118 – The degree to which a child learns to mentalize in a healthy manner is directly related to the competence of the child’s parent to mentalize in the first place. If a parent does not read his or her infant in an attuned manner and respond with wisdom to the baby’s needs, the child will develop distorted methods of signaling his or her own needs and intentions to others. for this reason, mentalizing is a major force that influences the attachment process and shapes its outcome.

Ancient Spiritual Practices Parallel Neuroscientific Discoveries

180 – Spiritual disciplines have been practiced in the lives of deeply integrated followers of God for over three thousand years. Interestingly, they can facilitate the very things neuroscience and attachment research suggest are reflections of healthy mental states and secure attachment. Furthermore, these disciplines can strengthen the nine functions of the prefrontal cortex. / In short, the disciplines enable us to pay attention to the Spirit who is speaking to us through that very medium. Jesus’ mind, I suggest, reflects the most integrated prefrontal cortex of any human of any time.

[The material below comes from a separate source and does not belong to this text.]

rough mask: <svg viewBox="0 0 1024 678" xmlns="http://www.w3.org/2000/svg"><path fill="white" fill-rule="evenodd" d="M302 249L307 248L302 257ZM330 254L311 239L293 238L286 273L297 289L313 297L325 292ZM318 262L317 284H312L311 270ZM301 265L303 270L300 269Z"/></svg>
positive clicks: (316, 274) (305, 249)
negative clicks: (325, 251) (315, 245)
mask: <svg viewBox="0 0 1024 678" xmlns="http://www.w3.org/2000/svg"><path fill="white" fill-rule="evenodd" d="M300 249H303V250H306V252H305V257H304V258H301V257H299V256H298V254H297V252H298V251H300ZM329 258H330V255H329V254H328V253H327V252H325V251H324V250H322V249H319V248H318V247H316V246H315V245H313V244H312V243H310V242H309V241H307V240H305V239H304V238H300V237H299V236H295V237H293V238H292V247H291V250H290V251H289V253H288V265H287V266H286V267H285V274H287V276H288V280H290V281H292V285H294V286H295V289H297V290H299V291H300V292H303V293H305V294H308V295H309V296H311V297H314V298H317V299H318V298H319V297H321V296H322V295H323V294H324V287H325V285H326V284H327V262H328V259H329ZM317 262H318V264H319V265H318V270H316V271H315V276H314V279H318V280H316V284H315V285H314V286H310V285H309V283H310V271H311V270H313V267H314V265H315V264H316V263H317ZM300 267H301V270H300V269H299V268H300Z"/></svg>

Sin Understood / Learning to Reverse Disintegration

184 – From a neuroscience perspective sin is deeply reflected in the degree to which our minds are dis-integrated, or in Paul’s language, depraved. In other words, what the language of neuroscience calls dis-integration offers a correlate to the scriptural language of sin.

Transformation

184 – Rom 12:1-2 – but be transformed by the renewing of your mind.

Love’s Power

246 – Cor 13:8 - Love never fails.

248 – Only love perfectly mentalizes.

Holy Spirit and Effortful Spiritual Practice

253 – There is nothing magic here. There is nothing contained within these pages that does not boil down to really hard work empowered by the Holy Spirit. (Whatever exactly that means, I admit. I really mean that. I believe that anything good that comes to pass on the earth is of God, energized by his Spirit, no matter the agent. However, trying to capture and delineate what constitutes the power of the Holy Spirit as opposed to my own volition, or understanding where I stop and the Spirit starts – or vice versa – is rather like, as folk-rock singer David Wilcox poetically describes it, trying to catch the wind in my fist. Not to mention an exercise that when pursued too intently becomes limited to a disconnecting left-mode pursuit that is isolated from the right mode of operation.)

Neurosplasticity as a Tool Built by God

48 – People’s anxiety over their finances or their singleness respond easily to Paul’s admonition to ”not be anxious about anything, but in every situation . . . present your requests to God” (Philippians 4:6). When we hear that, most of us become even more anxious because we’re not very good at not being anxious. But what happens when we begin to consider that we can change the way our brains are wired? Perhaps it can point us to what God is up to when he invites us to love him and give us hope that the tools he’s built inside each one of us can help us move toward lasting change.